117 So. 183 | Ala. | 1928
The bill is to cancel a deed to lands made in consideration that the grantee should support and maintain the grantor during life, and to further cancel a mortgage thereafter executed by the grantee. The Bank of Hartford, the mortgagee, demurred to the bill. From a decree overruling the demurrer, this appeal is taken.
In the granting clause of the deed, following a description of the property, are these provisions:
"The real consideration of the execution of this deed is that the grantee, Leeland Buffalow, is to support and maintain the grantor, P. A. Buffalow, his mother, during her life, and during her lifetime is to have a home with the grantee and shall enjoy and participate in the comforts of said home as any other member of the family, and the said Leeland Buffalow, the grantee, hereby assumes the obligations named, and agrees to carry the same out.
"It is further agreed and understood that the above is not a condition precedent to the passing of title to the grantee to this land, but the grantee shall not sell or dispose of this land during the lifetime of the grantor, except by her written assent, manifested by joining in the conveyance. And if the grantee should fail to carry out the obligations assumed by him and expressed above, then the grantor shall have the right, by appropriate proceeding in a court, to have this deed annulled."
The habendum clause reads:
"To have and to hold the above-described property with the conditions stated above to the said Leeland Buffalow, his heirs and assigns, in fee simple."

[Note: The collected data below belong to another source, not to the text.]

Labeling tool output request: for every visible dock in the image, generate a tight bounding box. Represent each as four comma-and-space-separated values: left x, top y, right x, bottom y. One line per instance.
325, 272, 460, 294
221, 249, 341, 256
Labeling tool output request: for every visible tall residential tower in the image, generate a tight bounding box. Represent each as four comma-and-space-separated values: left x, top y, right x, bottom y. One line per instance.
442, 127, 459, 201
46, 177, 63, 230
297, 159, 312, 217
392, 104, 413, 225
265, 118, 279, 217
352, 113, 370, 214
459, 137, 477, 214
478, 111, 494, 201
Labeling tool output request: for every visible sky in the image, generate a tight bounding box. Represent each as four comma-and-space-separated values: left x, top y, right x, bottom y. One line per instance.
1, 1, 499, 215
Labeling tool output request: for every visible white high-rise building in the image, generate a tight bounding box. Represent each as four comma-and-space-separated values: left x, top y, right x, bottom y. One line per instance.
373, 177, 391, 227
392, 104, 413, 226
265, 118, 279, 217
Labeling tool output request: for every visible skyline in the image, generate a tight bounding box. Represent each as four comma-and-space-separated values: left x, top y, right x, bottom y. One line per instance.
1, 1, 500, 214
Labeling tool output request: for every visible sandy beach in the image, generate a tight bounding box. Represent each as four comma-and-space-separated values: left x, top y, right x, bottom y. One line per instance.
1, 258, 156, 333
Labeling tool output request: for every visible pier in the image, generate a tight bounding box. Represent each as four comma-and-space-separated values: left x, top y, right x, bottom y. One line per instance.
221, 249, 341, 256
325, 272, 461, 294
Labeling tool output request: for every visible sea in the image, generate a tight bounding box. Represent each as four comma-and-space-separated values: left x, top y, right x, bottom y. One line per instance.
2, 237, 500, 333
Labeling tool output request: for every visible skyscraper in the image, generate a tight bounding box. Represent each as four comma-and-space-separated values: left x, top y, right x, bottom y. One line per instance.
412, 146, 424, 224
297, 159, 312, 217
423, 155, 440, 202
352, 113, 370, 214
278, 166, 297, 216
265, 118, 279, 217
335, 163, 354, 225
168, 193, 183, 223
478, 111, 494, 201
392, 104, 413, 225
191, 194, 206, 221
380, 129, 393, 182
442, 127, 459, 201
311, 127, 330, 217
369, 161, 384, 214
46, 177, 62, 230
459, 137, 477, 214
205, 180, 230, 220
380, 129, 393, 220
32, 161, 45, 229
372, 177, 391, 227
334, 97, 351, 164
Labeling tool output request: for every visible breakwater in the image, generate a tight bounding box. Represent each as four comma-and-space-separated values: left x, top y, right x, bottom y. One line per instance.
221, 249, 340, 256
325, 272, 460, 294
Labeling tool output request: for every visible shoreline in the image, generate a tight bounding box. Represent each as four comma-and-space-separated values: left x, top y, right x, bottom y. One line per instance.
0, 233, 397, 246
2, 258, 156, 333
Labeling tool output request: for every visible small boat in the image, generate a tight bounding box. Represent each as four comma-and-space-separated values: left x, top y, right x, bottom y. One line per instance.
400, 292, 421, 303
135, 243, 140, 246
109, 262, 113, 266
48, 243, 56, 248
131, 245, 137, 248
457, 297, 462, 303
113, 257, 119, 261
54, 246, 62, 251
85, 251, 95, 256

Then follows full covenants of warranty.
The conveyance was executed in 1920, prior to the adoption of section 8046, Code of 1923, declaring such conveyances voidable at the option of the grantor by proceedings in equity.
The property right vested in the grantee by the conveyance as of its date is in no way affected by this statute. The same protection inures to any one holding under him, whether acquiring their title or interest before or since the adoption of the statute. Hyman v. Langston,
But the bill is not framed under the statute. It avers that:
The grantee "has wholly failed to support and maintain" the grantor, "has failed to furnish her a home, and has failed and refused to allow her to enjoy and participate in the comforts of said home, and that she (complainant) has been forced to leave the home of respondent, Leeland Buffalow, and seek support and maintenance elsewhere."
Appellant, in argument, presents two contentions in favor of the validity of the mortgage: First, that the deed passes a title in fee simple, and the provision forbidding the grantee to "sell or dispose" of the property without the grantor's joining therein is void as a restraint upon alienation; second, that the grantor's reserved rights can be no more than a condition subsequent, to be strictly construed; and so construed the clause forbidding the grantee to "sell or dispose of" does not forbid the giving of a mortgage. Appellant's contentions cannot be sustained.
A court of equity looks with favor on the protection of a grantor, usually an old person presently or prospectively in need of the care of a child or other trusted person, and who makes a conveyance of property in consideration of promised support and maintenance during declining years. The remedy of cancellation is often the only adequate method of dealing with a breach of such condition. When an element of fraud intervenes, it is immaterial whether the stipulation be construed as a condition or as a covenant. Confidential relations between parent and child, and further implied in the nature of the transaction, impose a duty of performance quite sacred in the eye of a court of equity. Fraud is sometimes imputed to a course of conduct which will work a fraud on the confiding grantor. This court has recently considered and stated the law of the subject so fully that further discussion will not be indulged. First Nat. Bank v. McIntosh,
The clause defining the estate conveyed in the deed before us is quite carefully drawn, clearly making performance by the grantee a condition subsequent, and expressly declaring the remedy, rather than leave it to intendment.
We need not concern ourselves with the effect of the restraint on alienation as between mortgagor and mortgagee. It is clear enough that it was inserted to protect the grantor against the intervening claims of purchasers or mortgagees. To "dispose" of is quite inclusive, and, construed with the entire provision, means any disposition that would defeat the conditions under which the grant was made. Maybe no such clause was necessary, but it served the purpose of warning all persons of the grantor's rights in the premises.
A grantee, including a mortgagee, has notice of what appears in the chain of title of his grantor or mortgagor. The grantee, son of the grantor here, could pass to the bank no greater estate than that defined in *585
his deed. The bank took subject to all the equities held by the mother against the son. First Nat. Bank v. McIntosh,
Affirmed.
ANDERSON, C. J., and SAYRE, and GARDNER, JJ., concur.